LD: Yes he was the Propmaster.

GW: Okay that’s another person for me to track down and interview.

I would like to cover what you have been doing recently.

LD: In 1993 after I did "Wolf" that was my last Set Decorating job, I had done thirty pictures as a Set Decorator. I moved up to Production Designer, Barry Levinson did that for me, because I had done some films with him. I think I have done eight or nine films as a Production designer. As a Production Designer I’m on even longer, I’m usually on a film for nine to twelve months. As a Set Decorator you’re usually on for six to eight months.

GW: So you just finished the film "Dragonfly" with Kevin Cosner ?

LD: That was my third movie with that director, Tom Shadyac.

GW: I take it that it is a contemporary film?

LD: Yes it is.

GW: Are you going to be doing any further projects soon?

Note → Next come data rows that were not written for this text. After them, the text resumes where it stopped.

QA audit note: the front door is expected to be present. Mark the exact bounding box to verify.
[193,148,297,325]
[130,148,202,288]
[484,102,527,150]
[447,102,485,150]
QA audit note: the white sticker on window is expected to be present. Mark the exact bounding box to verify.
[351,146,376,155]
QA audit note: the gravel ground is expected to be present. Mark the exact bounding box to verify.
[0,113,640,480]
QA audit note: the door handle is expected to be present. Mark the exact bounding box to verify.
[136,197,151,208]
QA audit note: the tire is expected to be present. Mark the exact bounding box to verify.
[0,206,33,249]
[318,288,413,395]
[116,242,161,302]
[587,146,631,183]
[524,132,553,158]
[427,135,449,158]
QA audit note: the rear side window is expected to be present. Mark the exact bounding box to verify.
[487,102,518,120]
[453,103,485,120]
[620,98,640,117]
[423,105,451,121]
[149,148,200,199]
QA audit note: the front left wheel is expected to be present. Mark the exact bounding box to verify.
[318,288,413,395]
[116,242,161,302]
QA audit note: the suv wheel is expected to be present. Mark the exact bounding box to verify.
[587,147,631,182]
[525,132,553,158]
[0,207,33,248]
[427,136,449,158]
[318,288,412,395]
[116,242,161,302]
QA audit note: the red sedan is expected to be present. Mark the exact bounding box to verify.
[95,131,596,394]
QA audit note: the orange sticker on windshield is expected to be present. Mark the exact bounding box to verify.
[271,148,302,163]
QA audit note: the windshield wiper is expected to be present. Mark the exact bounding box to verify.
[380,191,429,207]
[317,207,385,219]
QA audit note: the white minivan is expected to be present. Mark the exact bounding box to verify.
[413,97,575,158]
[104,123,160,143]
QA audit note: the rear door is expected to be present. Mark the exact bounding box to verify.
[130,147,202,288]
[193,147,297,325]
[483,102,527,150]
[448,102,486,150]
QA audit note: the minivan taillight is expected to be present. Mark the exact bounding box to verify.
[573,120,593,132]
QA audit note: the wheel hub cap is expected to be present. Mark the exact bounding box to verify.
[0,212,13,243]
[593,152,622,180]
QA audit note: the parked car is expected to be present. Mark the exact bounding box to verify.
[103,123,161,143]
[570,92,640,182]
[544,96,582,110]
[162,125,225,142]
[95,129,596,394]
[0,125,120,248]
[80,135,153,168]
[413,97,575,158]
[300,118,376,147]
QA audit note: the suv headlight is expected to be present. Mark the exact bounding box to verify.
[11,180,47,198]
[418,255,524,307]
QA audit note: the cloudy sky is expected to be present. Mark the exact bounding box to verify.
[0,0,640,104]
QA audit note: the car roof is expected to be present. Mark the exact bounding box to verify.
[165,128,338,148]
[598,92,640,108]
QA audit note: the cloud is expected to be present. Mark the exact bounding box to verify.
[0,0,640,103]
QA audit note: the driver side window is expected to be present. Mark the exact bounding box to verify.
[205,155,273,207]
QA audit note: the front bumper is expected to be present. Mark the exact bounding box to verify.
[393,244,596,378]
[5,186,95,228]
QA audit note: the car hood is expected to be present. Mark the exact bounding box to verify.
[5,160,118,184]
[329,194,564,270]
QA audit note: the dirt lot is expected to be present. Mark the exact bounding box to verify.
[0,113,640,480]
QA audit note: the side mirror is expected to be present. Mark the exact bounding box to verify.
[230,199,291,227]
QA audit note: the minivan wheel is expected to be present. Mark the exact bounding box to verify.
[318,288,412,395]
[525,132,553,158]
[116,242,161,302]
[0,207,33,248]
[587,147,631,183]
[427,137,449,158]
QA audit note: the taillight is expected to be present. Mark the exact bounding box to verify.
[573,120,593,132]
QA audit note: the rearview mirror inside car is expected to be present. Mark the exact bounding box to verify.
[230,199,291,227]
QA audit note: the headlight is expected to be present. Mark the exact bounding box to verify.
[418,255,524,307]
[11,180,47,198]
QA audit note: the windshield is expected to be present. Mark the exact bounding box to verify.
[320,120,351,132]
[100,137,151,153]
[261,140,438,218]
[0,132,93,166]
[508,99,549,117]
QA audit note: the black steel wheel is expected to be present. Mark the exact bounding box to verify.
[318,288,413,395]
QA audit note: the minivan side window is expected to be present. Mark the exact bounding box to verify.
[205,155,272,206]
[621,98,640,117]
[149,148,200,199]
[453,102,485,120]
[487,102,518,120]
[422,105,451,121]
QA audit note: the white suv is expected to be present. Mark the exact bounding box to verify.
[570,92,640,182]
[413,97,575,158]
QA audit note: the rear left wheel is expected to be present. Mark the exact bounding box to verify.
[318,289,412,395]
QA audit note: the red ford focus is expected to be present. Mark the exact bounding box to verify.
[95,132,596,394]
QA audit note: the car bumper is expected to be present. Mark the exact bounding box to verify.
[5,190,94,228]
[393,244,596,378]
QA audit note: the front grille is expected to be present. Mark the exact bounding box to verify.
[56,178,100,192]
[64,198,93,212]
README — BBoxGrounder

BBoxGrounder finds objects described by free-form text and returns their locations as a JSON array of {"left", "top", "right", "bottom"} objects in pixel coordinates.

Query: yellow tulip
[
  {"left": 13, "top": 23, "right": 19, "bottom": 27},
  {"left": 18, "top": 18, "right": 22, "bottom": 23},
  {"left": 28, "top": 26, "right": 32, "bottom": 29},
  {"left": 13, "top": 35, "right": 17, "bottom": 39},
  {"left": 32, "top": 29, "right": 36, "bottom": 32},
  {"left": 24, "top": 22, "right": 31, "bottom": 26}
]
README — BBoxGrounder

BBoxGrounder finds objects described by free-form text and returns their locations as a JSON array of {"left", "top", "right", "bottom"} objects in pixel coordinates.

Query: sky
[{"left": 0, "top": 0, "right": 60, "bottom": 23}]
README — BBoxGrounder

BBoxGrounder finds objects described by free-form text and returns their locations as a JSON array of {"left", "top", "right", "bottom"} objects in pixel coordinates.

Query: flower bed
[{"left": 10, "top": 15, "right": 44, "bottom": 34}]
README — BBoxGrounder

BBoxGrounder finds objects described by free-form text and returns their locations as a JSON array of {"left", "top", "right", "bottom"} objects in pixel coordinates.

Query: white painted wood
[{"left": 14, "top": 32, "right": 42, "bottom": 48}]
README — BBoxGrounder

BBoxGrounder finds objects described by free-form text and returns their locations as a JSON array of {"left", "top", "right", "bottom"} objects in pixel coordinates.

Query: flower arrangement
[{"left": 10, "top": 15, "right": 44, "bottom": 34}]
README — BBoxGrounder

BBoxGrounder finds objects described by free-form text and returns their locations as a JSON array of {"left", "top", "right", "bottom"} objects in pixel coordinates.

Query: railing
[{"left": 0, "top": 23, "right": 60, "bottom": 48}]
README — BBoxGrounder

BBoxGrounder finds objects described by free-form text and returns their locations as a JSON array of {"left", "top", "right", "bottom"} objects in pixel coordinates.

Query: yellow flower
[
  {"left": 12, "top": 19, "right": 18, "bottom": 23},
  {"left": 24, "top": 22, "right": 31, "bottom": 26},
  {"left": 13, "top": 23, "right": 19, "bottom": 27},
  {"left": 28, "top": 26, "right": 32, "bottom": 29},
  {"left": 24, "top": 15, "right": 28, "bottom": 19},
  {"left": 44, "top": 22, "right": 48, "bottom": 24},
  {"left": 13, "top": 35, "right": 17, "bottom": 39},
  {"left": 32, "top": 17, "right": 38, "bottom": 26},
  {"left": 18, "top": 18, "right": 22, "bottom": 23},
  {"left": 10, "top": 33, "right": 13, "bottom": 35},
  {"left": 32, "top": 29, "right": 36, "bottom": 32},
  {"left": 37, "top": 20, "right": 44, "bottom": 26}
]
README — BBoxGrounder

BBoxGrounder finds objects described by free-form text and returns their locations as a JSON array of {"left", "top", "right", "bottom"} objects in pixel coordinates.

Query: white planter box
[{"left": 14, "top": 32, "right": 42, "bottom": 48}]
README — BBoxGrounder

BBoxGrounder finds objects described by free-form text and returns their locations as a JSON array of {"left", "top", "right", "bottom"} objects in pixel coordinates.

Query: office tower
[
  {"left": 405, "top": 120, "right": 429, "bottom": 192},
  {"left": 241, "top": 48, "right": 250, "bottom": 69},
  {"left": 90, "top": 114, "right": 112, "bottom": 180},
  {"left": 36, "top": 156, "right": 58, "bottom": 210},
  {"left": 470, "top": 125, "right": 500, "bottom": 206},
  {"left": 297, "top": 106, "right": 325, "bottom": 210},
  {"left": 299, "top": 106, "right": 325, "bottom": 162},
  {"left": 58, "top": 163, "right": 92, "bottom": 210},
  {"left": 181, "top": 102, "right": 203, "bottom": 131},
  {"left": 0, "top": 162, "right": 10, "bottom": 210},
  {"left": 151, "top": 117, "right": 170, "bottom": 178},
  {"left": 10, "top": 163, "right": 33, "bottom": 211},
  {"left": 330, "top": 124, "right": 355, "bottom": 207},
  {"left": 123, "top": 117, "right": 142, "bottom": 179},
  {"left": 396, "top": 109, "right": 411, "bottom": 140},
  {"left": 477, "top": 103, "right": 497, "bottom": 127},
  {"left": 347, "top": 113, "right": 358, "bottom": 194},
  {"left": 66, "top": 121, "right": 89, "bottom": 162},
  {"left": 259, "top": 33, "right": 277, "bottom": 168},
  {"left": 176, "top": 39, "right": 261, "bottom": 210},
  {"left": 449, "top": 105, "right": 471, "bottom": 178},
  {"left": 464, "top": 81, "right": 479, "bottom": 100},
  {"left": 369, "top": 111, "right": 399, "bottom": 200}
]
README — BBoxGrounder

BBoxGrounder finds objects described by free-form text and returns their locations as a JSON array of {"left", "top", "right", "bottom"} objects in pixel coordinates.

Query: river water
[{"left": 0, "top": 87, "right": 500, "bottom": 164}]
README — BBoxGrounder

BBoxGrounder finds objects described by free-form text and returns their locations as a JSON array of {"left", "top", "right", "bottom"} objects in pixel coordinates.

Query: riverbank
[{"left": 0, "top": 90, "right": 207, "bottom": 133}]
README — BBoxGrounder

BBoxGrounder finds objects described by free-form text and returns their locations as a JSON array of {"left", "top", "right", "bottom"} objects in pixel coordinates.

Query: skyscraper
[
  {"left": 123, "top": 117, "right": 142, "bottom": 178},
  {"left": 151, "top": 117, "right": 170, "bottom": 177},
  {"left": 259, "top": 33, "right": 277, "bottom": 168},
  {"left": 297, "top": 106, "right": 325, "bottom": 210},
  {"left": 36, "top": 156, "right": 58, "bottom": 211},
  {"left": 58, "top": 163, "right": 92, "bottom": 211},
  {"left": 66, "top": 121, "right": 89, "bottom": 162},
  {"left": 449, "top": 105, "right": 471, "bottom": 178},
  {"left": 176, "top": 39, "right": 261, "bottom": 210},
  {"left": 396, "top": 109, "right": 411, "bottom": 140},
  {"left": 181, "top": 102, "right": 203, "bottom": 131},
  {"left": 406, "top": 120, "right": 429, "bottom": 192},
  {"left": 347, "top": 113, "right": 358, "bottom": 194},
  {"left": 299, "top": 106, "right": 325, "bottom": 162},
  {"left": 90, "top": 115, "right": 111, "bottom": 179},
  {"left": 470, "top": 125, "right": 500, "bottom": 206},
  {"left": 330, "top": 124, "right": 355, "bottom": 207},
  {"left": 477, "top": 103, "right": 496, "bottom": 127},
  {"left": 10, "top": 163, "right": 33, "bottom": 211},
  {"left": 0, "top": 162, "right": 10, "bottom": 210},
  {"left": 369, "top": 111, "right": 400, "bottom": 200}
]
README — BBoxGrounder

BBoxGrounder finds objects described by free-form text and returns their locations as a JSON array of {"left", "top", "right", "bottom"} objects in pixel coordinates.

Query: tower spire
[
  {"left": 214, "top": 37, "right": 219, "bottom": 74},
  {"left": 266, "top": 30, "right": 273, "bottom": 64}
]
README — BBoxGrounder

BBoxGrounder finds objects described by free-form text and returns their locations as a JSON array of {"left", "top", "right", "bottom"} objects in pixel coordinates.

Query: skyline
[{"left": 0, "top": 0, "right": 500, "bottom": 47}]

LD: Well, yes it depends on Tom, the director I just worked with, he has three scripts he is working on right now, he hopes to start in September. And another person I work with a lot has contacted me so I (knock on wood) never worry about that I’ve been very fortunate.

GW: It seems that you have been doing all great films basically one after the other since 1979

LD: Yes actually 78, Star Trek was released in 1979, as I say, I’ve been fortunate.

GW: I want to thank you for doing this again.

LD: Oh you’re certainly welcome and Good Luck.
Editor's Note:
We received this post script from David Snyder in an e-mail from 9/9/2001.
"P.S. Harrison was drinking Johnny Walker Red on the last night of shooting. I'm going to remind Linda (DeScenna) when we have lunch on Wednesday."